Il ritmo estremamente concentrato nel giro breve di quindici versi è scandito dal contrasto tra il guardare e il vedere, entrambi assenti in quanto azioni capaci di suscitare una percezione concreta, ed entrambi presenti nella semantica di sedendo e mirando... io nel pensier mi fingo, cioè nella continuità temporale dell'evento: all'assenza di movimento che si può individuare nei primi versi e nei verbi sedendo e mirando, si contrappone il movimento mentale, lo scambio che si attua nel pensiero tra immagine ferma e immagine in movimento.

L'infinito è una struttura metrica e semantica in cui gli elementi dello stile evidenziano segni ideologici e tematici, una lirica in cui lessico e sintassi sono funzionali all'elaborato mentale e filosofico che presiede all'ordinamento del tessuto linguistico.

La stessa dialettica filosofico-letteraria che Leopardi definisce in questo testo attraverso l'antinomia infinito-indefinito, è giocata essenzialmente sui meccanismi conoscitivi dell'immaginazione (cui il poeta riconosce una "facoltà conoscitrice") e sul desiderio di piacere assoluto, anch'esso prodotto dalla "naturale inclinazione dell'uomo all'infinito".

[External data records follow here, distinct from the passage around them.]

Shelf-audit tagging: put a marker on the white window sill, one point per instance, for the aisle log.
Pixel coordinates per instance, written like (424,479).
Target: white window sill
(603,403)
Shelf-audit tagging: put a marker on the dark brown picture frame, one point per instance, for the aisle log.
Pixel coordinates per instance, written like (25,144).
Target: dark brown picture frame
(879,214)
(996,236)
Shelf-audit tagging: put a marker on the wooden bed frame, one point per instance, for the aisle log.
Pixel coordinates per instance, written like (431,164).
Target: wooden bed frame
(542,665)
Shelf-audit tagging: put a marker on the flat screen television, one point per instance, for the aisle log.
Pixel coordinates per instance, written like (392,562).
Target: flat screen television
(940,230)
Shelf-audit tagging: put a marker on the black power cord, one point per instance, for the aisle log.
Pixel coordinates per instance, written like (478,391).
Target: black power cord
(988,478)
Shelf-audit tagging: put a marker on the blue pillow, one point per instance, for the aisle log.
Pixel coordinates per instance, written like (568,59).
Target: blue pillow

L'indefinito è una situazione poetica a priori: nello Zibaldone Leopardi scrive infatti che:

"circa le sensazioni che piacciono pel solo indefinito puoi vedere il mio idillio sull'Infinito, e richiamar l'idea di una campagna arditamente declive in guisa che la vista in certa lontananza non arrivi alla valle; e quella di una filare d'alberi, la cui fine si perde alla vista, o per la lunghezza del filare, o perch'esso sia posto in declivio. Una fabbrica una torre veduta in modo che ella paia innalzarsi sopra l'orizzonte, e questo non si veda, produce un contrasto efficacissimo e sublimissimo tra il finito e l'indefinito" (Zibaldone, 1 agosto 1821).